Earnings per share stood at 19.9 cents in FY20, down from 34.0 cents in FY19. The company has reserves which could be utilised in more challenging conditions. Therefore, the final dividend was maintained at 14 cps fully franked even though there was a fall in the income in the second half.

Financial Performance in FY20 (Source: Company Reports)

Performance of Market and Portfolio

The Australian share market was ready for a very strong year up until the world was suddenly hit with the COVID-19 pandemic in the early part of calendar year 2020. Notably, from market peak in the month of February through to the low point for the year in late March 2020, S&P/ASX 200 price index witnessed a fall of 36.5%. Surprisingly, despite of the substantial decline in the economic conditions, the S&P/ASX 200 price index was up by 29.7 percent from this low point until the end of the financial year, mainly due to expansion in market valuations.

Total portfolio return, including franking, stood at -3.1 percent. Including franking, S&P/ASX 200 Accumulation Index was down by 6.6%.

Portfolio Performance (Source: Company Reports)

Companies that participated strongly to relative returns through the 12-month period include CSL, Wesfarmers, Fisher & Paykel Healthcare, ResMed, James Hardie Industries, Xero, NEXTDC as well as However, the major banks and energy exposures through Oil Search and Woodside Petroleum significantly underperformed.

The healthcare sector continued to perform well led by the strong performance of the companies like CSL, ResMed and Fisher & Paykel Healthcare.

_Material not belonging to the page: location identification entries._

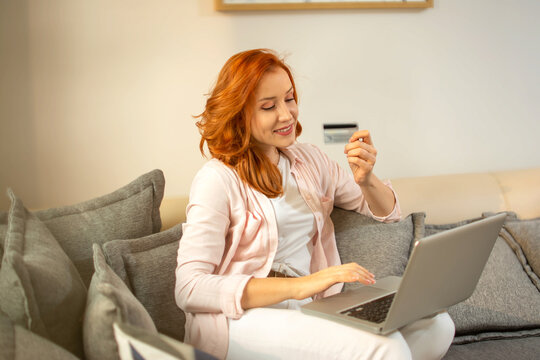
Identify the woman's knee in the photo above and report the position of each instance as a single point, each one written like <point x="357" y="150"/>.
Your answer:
<point x="392" y="347"/>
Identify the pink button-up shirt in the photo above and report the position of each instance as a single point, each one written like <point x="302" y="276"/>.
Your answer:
<point x="230" y="235"/>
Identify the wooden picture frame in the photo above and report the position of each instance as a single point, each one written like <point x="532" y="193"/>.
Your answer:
<point x="247" y="5"/>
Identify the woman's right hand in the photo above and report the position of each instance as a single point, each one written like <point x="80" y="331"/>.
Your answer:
<point x="322" y="280"/>
<point x="260" y="292"/>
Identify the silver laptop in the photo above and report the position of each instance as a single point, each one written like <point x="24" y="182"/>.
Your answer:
<point x="443" y="270"/>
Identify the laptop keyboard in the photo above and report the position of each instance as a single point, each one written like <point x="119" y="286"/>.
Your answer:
<point x="374" y="311"/>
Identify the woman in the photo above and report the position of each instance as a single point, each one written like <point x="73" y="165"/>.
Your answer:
<point x="258" y="241"/>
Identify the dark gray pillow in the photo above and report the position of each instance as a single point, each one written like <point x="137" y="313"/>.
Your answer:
<point x="505" y="301"/>
<point x="382" y="248"/>
<point x="17" y="342"/>
<point x="431" y="229"/>
<point x="109" y="300"/>
<point x="129" y="212"/>
<point x="526" y="234"/>
<point x="40" y="289"/>
<point x="148" y="266"/>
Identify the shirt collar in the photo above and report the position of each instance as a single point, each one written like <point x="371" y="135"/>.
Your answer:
<point x="291" y="153"/>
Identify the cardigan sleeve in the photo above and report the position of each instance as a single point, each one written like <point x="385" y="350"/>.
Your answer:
<point x="348" y="195"/>
<point x="198" y="286"/>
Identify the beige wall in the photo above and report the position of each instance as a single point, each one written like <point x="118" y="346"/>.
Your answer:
<point x="94" y="94"/>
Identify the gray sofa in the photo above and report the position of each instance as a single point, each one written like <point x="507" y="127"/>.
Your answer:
<point x="95" y="280"/>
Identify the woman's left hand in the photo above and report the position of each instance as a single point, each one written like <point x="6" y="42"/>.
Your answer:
<point x="361" y="155"/>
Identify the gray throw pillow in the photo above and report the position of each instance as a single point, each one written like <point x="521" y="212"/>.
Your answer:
<point x="40" y="289"/>
<point x="17" y="342"/>
<point x="147" y="265"/>
<point x="3" y="230"/>
<point x="526" y="233"/>
<point x="504" y="303"/>
<point x="109" y="300"/>
<point x="382" y="248"/>
<point x="136" y="343"/>
<point x="129" y="212"/>
<point x="504" y="299"/>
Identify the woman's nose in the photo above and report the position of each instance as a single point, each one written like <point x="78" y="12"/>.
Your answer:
<point x="283" y="113"/>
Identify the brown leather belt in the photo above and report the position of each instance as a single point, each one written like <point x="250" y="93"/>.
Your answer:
<point x="273" y="273"/>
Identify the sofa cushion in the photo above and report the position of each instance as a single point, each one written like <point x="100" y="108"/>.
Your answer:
<point x="109" y="300"/>
<point x="504" y="301"/>
<point x="16" y="342"/>
<point x="40" y="289"/>
<point x="500" y="349"/>
<point x="136" y="344"/>
<point x="362" y="240"/>
<point x="131" y="211"/>
<point x="147" y="265"/>
<point x="526" y="234"/>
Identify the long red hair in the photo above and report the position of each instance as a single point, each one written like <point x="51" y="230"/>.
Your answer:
<point x="225" y="124"/>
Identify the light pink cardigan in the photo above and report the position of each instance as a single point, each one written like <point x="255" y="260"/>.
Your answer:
<point x="230" y="235"/>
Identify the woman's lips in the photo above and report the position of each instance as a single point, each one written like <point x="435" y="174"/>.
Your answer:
<point x="285" y="131"/>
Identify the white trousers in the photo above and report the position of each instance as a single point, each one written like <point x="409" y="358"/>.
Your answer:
<point x="284" y="332"/>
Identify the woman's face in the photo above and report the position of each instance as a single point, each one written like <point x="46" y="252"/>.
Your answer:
<point x="275" y="112"/>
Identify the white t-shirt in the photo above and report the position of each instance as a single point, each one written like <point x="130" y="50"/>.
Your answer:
<point x="296" y="226"/>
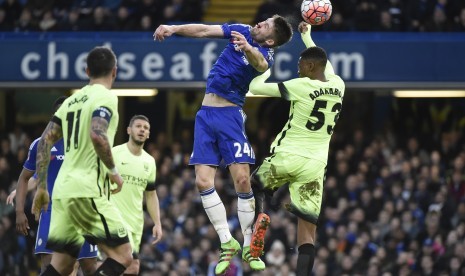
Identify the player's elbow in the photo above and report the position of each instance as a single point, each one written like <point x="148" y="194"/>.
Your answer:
<point x="96" y="138"/>
<point x="262" y="67"/>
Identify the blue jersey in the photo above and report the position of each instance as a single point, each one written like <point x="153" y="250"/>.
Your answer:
<point x="56" y="159"/>
<point x="231" y="74"/>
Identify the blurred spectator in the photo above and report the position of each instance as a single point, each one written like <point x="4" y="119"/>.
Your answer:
<point x="25" y="22"/>
<point x="337" y="23"/>
<point x="439" y="21"/>
<point x="366" y="16"/>
<point x="124" y="20"/>
<point x="48" y="22"/>
<point x="72" y="22"/>
<point x="13" y="10"/>
<point x="459" y="25"/>
<point x="101" y="21"/>
<point x="38" y="8"/>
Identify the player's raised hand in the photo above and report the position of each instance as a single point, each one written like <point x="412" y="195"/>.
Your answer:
<point x="40" y="202"/>
<point x="304" y="27"/>
<point x="22" y="224"/>
<point x="116" y="179"/>
<point x="240" y="41"/>
<point x="11" y="198"/>
<point x="157" y="233"/>
<point x="162" y="31"/>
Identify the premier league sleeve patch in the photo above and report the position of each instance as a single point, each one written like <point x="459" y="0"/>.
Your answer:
<point x="103" y="112"/>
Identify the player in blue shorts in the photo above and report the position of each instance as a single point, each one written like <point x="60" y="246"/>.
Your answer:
<point x="88" y="254"/>
<point x="219" y="132"/>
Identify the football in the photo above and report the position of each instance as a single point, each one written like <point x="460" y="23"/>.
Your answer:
<point x="316" y="12"/>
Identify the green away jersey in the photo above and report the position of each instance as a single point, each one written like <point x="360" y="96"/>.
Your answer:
<point x="314" y="111"/>
<point x="82" y="173"/>
<point x="315" y="107"/>
<point x="138" y="173"/>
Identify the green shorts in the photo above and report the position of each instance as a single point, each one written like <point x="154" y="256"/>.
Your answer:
<point x="74" y="220"/>
<point x="305" y="177"/>
<point x="135" y="240"/>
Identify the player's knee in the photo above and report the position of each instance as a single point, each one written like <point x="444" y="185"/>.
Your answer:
<point x="203" y="183"/>
<point x="88" y="266"/>
<point x="242" y="183"/>
<point x="133" y="269"/>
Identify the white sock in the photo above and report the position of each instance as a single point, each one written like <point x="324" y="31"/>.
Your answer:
<point x="216" y="212"/>
<point x="246" y="214"/>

Information Technology regained its ground strongly, mainly by the uplift in the share price of Afterpay (which AFIC does not hold) as well as the performance of Xero and NEXTDC.

Performance of Selected Sectors of the Market (Source: Company Reports)

Adjustments in Portfolio

The company took advantage of the fall in the share prices to increase the holdings in companies it wanted to own.

Resultantly, numerous purchases were undertaken during the year. There were placements in National Australia Bank, Cochlear, Auckland International Airport, Oil Search, NEXTDC, Ramsay Health Care, Reece and Qube Holdings.

Major additions consisted Goodman Group, Telstra, Macquarie Group, Cleanaway as well as Sydney Airport. Notably, major sales consisted complete disposal of holdings in Treasury Wine Estates, Suncorp Group, Scentre Group, Adelaide Brighton and Perpetual. However, these funds were deployed elsewhere.

Three new companies were added in the portfolio:

  • Altium: It happens to be an American domiciled, Australian owned software company. Notably, it offers PC-based electronics design software for engineers who design printed circuit boards.
  • Netwealth: The company offers independent investment platform services to institutional, corporate, as well as retail clients.
  • Ryman Health Care: It engages in the provision of integrated retirement villages for the elder people.


The company is uncertain about the next financial year as companies are facing an extremely challenging environment. While latest fiscal and monetary support has offered some breathing space for the economy, the trading environment in the future is going to be largely influenced by the advancement made on controlling COVID-19 in Australia and across the world.

The company believes that its portfolio is well-positioned to withstand further volatility provided the high quality of the companies in it.

On November 27, 2020, the stock price of AFI ended the trading session at NZ$7.650 per share, down by 0.91%.